I repeat that this happened immediately after an upgrade to the 9.3 version. I think this is a hardware incompatibility.


----------



## Chris_H (Nov 3, 2014)

Vladimir43 said:
			
		

> I repeat that this happened immediately after an upgrade to the 9.3 version. I think this is a hardware incompatibility.


Possibly. But even so. There *should* be some indication as to what/why this occurred indicated in /var/log/messages. Check the time frames. _Especially_ just before the boot message(s) begin. There should be some clue(s) as to what happened, and why.

--Chris


----------



## Vladimir43 (Nov 7, 2014)

I turned off all services and unloaded core modules (jail, sendmail, NTP, ipmi.ko and so on) ex*c*ept important and now restarts stopped!
I will return one by one and see.


----------



## Chris_H (Nov 7, 2014)

Nothing in /var/log/messages?
Best wishes. Your choice of direction, for isolating the problem, is a good one. I'm just surprised you haven't seen, or looked to messages. As that almost always provides good clues, in such matters.

All the best.

--Chris


----------



## Vladimir43 (Nov 7, 2014)

I wrote at the beginning that there was nothin*g* strange in /var/log/messages. Just like power turned off.


----------



## kpa (Nov 7, 2014)

Do you have any ports/packages installed that install kernel modules? If you didn't recompile those after the upgrade there's a very good chance that the reboots are caused by an incompatible kernel module.


----------



## Chris_H (Nov 7, 2014)

Vladimir43 said:


> I wrote at the beginning that there was nothin*g* strange in /var/log/messages. Just like power turned off.

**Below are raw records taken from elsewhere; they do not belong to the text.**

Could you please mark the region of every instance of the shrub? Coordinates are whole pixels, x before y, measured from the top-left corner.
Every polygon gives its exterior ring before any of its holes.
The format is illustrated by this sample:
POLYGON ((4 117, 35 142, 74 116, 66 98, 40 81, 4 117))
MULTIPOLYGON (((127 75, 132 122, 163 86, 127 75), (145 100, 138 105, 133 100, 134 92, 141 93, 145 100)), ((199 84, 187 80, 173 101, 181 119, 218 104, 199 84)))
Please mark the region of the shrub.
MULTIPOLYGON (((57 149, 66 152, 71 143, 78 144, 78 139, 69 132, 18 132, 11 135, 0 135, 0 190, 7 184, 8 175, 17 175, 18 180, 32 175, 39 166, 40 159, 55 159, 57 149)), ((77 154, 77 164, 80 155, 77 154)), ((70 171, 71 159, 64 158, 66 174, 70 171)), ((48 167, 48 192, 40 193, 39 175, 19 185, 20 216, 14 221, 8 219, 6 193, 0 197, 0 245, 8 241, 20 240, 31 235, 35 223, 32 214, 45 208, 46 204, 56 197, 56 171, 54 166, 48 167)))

Right. I caught that, but was _sure_ there would be at least _something_. Well. Hope you find the culprit. 

--Chris


----------



## Vladimir43 (Dec 18, 2014)

After long testing revealed that the server restarts after about 250 tests of `smartctl` on the SATA drives. Previously, these tests run Nagios.
I have two SATA drives on the 0 and 3 channel, two SAS drives on the 1 and 2 channel, and a HP Smart Array P410 Controller (/dev/ciss0). So:
`smartctl -a /dev/ciss0 -d sat+cciss,3
smartctl -a /dev/ciss0 -d sat+cciss,0
smartctl -a /dev/ciss0 -d cciss,2`
The first and second lines lead to a reboot after ~ 250 repetitions, the third can run indefinitely.
Two versions:
1. Bug in `smartctl`
2. Bug in the HP Smart Array P410
Is it enough to file a bug reports?


----------